Lebih lanjut Martin berpendapat semangat dari tindakan Fatia dan Haris lebih pada upaya mewujudkan Papua tanah damai. Sementara pemerintah selalu menghindar untuk melakukan upaya-upaya damai misalnya melalui dialog Jakarta-Papua untuk mewujudkan Papua tanah damai. Malahan faktanya hari ini negara terus mengirim pasukan tapi di sisi lain investasi terus didorong.
“Kekerasan begitu dikasih naik tinggi, tapi negara justru menggenjot investasi jadi lebih dominan di Papua.
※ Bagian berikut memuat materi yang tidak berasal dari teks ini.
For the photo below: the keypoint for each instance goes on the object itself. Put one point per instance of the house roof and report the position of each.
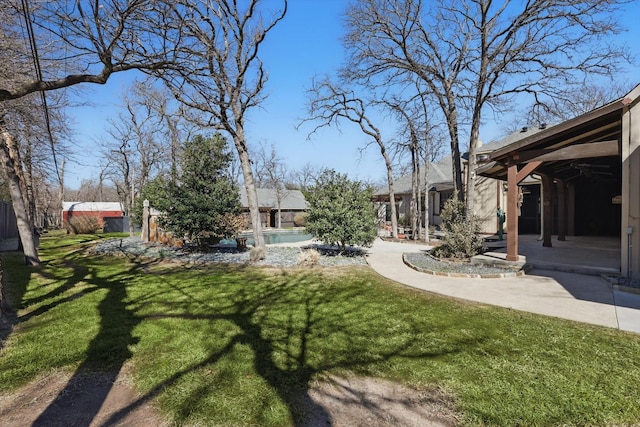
(92, 206)
(267, 198)
(509, 139)
(440, 176)
(586, 142)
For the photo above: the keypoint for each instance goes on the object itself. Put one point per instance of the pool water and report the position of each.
(275, 236)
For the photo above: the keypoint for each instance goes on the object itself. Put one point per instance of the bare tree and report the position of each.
(223, 76)
(302, 178)
(329, 104)
(474, 54)
(85, 42)
(271, 172)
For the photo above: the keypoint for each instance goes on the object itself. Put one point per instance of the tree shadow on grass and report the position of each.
(286, 343)
(286, 321)
(82, 397)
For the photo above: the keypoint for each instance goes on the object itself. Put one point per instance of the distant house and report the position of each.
(490, 193)
(440, 189)
(100, 210)
(292, 202)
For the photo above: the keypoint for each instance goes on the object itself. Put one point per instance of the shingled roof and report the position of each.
(440, 175)
(293, 199)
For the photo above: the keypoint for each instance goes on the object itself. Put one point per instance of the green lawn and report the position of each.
(229, 345)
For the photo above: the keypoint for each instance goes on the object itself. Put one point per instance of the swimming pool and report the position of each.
(275, 236)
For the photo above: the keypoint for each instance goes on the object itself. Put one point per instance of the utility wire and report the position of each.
(36, 63)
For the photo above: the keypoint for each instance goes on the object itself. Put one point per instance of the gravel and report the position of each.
(425, 262)
(276, 256)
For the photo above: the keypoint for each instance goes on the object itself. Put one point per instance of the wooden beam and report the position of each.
(581, 151)
(526, 171)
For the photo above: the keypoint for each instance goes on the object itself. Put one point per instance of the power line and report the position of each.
(36, 63)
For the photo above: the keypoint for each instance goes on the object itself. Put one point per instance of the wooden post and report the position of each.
(547, 209)
(512, 213)
(561, 211)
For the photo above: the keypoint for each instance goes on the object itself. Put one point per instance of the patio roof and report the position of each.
(587, 144)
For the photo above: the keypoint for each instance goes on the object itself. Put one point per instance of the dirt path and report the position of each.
(338, 401)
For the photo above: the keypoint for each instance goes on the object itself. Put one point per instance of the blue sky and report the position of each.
(305, 44)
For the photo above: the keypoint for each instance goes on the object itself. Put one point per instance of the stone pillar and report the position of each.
(145, 221)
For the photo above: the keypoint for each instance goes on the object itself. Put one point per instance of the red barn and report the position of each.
(99, 210)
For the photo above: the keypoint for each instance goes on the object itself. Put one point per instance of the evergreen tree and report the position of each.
(202, 204)
(340, 211)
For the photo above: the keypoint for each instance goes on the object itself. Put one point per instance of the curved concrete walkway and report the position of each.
(582, 298)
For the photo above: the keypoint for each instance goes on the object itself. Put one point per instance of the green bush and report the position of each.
(340, 211)
(300, 219)
(462, 237)
(84, 225)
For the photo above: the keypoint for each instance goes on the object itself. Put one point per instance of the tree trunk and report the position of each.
(250, 187)
(25, 226)
(415, 193)
(4, 305)
(392, 193)
(426, 200)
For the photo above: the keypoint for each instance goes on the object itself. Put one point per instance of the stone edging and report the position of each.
(518, 273)
(613, 282)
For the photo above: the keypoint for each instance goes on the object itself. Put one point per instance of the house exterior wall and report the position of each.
(630, 242)
(488, 196)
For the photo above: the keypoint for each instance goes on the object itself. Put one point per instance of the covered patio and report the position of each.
(589, 167)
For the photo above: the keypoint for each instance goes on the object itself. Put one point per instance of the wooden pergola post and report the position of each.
(562, 216)
(547, 210)
(512, 213)
(515, 176)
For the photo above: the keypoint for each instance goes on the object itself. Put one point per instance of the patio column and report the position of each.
(512, 213)
(561, 211)
(547, 210)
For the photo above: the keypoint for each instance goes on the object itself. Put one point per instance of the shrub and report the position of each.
(300, 219)
(256, 254)
(84, 225)
(340, 211)
(309, 258)
(462, 237)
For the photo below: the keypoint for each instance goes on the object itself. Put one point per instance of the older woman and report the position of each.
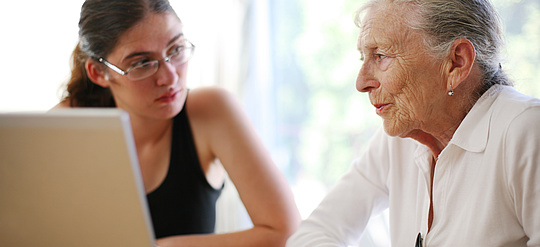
(458, 162)
(133, 55)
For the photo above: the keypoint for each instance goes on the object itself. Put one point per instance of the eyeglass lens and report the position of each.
(178, 57)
Ini dua hal yang sangat kontras yang diskenariokan oleh kekuasaan dan ini sangat buruk terhadap upaya penghormatan HAM di Papua,” ujar Martin.
Ia mengaku orang Papua berterima kasih kepada Haris dan Fatia. Karena mereka sebenarnya berusaha untuk mendiskusikan persoalan Papua di ranah-ranah publik dalam perspektif kajian ilmiah. “Mestinya kalau kita bicara kajian ilmiah itu harus dipertentangkan juga dengan kajian ilmiah. Tapi ini justru kekacauan yang kemudian dipertontonkan,” ungkapnya.
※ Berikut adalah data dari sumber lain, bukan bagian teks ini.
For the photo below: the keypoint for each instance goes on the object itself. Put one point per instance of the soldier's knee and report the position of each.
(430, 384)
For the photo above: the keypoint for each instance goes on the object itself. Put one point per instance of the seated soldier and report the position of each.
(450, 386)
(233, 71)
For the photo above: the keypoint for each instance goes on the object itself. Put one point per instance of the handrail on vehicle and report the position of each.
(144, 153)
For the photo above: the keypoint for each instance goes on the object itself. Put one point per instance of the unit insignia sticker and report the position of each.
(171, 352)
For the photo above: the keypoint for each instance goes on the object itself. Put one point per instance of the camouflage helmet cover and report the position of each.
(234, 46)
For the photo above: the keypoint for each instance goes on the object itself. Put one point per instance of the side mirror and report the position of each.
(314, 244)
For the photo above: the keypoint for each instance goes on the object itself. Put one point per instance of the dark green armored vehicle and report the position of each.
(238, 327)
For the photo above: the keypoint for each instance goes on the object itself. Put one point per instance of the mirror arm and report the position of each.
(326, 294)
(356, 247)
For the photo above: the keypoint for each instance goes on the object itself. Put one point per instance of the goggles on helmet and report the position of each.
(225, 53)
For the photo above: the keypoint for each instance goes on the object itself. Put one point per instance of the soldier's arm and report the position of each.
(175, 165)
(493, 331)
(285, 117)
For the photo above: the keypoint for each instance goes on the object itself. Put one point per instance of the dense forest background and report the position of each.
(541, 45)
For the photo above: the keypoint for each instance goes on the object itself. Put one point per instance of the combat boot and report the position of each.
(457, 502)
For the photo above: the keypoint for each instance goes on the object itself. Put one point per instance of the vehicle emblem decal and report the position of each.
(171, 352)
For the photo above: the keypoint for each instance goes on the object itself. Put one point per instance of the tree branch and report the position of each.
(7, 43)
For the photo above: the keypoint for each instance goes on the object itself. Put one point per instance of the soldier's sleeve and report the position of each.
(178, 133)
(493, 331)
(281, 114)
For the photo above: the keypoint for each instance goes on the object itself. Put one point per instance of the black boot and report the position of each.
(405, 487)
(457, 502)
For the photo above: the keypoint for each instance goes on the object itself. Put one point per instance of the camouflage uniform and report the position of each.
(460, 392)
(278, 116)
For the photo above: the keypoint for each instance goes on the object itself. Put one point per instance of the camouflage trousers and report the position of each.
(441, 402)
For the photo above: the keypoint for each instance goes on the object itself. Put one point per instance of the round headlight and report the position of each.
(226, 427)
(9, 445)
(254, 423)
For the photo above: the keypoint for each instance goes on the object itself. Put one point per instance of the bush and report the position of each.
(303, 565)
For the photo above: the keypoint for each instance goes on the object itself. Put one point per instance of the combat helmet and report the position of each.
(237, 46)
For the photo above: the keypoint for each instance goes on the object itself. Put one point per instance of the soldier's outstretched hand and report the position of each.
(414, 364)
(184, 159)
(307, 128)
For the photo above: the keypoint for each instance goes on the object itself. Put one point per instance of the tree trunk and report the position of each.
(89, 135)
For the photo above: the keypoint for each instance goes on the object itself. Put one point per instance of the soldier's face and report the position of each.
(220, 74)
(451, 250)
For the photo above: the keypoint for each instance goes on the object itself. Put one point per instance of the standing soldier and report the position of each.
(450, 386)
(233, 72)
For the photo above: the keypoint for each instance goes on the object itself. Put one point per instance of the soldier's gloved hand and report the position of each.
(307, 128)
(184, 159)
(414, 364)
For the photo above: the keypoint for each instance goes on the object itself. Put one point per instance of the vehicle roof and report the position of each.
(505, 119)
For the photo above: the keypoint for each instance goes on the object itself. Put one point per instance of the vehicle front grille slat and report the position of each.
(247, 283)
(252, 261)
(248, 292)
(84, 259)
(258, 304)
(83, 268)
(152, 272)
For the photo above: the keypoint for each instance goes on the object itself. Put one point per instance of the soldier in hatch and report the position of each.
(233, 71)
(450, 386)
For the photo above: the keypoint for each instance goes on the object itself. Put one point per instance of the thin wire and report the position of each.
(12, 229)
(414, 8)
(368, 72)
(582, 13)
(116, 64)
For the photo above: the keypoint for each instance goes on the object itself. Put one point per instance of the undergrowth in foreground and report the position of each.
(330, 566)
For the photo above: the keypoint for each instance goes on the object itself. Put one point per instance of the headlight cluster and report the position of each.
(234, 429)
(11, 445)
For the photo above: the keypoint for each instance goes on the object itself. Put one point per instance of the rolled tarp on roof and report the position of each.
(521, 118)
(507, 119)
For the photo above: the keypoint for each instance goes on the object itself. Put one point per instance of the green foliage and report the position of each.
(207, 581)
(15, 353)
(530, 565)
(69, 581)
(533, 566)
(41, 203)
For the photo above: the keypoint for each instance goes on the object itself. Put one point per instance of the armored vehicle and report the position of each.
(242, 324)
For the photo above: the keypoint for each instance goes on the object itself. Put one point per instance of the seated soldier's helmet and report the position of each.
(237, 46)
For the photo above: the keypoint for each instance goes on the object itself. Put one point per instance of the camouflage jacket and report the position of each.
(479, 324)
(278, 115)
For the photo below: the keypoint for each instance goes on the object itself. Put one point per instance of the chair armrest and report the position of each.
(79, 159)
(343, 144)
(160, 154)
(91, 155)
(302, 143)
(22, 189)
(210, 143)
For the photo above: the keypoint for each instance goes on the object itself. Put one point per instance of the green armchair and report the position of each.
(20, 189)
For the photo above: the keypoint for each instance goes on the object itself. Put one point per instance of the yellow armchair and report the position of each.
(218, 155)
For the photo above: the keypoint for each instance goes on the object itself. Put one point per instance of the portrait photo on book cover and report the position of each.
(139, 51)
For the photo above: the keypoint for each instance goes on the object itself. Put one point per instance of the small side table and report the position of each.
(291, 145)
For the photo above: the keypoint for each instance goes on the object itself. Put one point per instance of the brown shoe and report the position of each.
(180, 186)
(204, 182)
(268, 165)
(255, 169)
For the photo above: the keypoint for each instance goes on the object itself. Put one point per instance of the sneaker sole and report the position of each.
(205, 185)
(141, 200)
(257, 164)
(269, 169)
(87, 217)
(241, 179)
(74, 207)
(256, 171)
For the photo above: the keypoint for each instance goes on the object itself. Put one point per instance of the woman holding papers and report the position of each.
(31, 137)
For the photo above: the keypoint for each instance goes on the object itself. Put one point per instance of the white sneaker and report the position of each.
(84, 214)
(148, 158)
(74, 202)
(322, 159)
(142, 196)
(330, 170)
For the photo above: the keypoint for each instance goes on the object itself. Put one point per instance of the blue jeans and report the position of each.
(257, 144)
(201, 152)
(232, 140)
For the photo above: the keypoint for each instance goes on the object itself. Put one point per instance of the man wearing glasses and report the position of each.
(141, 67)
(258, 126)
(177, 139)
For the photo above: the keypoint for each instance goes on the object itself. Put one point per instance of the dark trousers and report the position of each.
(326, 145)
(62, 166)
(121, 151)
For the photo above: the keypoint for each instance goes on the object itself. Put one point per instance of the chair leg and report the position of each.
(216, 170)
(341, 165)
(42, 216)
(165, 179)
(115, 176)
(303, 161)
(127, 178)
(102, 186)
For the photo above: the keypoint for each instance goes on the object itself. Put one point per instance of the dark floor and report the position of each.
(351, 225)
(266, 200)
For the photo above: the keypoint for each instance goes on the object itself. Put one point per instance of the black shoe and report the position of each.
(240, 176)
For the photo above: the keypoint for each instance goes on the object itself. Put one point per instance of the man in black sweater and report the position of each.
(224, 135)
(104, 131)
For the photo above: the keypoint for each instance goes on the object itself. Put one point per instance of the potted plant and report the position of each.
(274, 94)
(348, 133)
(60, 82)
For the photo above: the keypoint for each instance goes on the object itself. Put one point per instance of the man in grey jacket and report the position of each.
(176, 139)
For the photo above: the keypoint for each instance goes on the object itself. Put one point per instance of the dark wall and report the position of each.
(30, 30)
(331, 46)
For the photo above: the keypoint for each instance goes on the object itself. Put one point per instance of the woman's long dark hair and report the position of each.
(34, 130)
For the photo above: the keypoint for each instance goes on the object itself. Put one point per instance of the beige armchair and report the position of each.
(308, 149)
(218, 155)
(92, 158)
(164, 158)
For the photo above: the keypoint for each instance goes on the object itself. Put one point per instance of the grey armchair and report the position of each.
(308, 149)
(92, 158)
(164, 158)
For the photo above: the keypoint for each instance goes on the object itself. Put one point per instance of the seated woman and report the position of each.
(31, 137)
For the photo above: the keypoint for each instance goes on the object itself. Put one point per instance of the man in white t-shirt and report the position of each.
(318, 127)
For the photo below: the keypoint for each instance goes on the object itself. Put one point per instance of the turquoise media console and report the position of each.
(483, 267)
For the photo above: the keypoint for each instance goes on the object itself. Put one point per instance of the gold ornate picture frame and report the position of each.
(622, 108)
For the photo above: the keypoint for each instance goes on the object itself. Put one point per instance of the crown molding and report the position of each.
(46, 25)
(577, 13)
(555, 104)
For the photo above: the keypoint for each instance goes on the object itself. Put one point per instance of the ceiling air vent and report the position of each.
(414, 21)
Menurut Martin hal yang juga penting dilihat dalam perkara ini adalah motif dari tindakan Haris dan Fatia. Ia melihat motif Haris dan Fatia lebih kepada upaya pengungkapan kebenaran dan mendorong agar good governance dijalankan. Karena itu Martin mengajak rakyat Indonesia untuk mendukung Haris dan Fatia untuk membongkar kejahatan-kejahatan yang turut mempertinggi tensi kekerasan di Papua.
Fatia Maulidiyanti, Perempuan Muda Berani Bicara
Siapakah Fatia Maulidiyanti, perempuan muda berani yang membeberkan tentang dugaan pencemaran lingkungan yang diduga melibatkan banyak pejabat di Indonesia?
Fatia merupakan koordinator KontraS periode 2020-2023. Dia dikukuhkan melalui Rapat Umum Anggota pada tanggal 29 Juni 2020. Fatia menggantikan Yati Andriyani yang sebelumnya menjabat sebagai koordinator kontraS periode 2017-2020.
Perempuan lulusan Ilmu Hubungan Internasional Universitas Parahyangan itu, sebelumnya di kontraS menjabat sebagai Kepala Divisi Advokasi Internasional. Dia juga merupakan alumni dari Sekolah HAM (SeHAMA) KontraS tahun 2014.
Dia secara konsisten menjalankan agenda advokasi nasional pada beberapa kasus di ranah internasional, baik melalui mekanisme resmi Perserikatan Bangsa-Bangsa (PBB) maupun advokasi jejaring internasional yang ditujukan untuk kampanye, seperti terkait kasus Munir, kebebasan sipil, isu ekonomi, sosial, budaya serta HAM lainnya.
Fatia mempunyai pandangan, menyambung estafet perjuangan HAM dengan keterlibatan anak muda memang perlu digaungkan. Ini begitu penting, mengingat pelanggaran HAM masih saja terjadi di negara ini.
Semangat inilah yang terus dijalankan Fatia di KontraS: memberdayakan keterlibatan kaum muda untuk bersama-sama melakukan advokasi. Utamanya, bagi kelompok-kelompok rentan, yang selama ini negara kerap abai dengan isu HAM.
Apa yang menimpa Fatia dan Haris ini, sekaligus menambah daftar panjang kriminalisasi terhadap aktivis dan pejuang rakyat. Di era Undang-undang Cipta Kerja, hal itu semakin kentara karena sarat dengan kepentingan investasi yang tengah banyak digencarkan. Sementara, pengawasan dan kritik publik tidak didengar oleh pemangku kepentingan. Bahkan, malah mengkriminalisasi.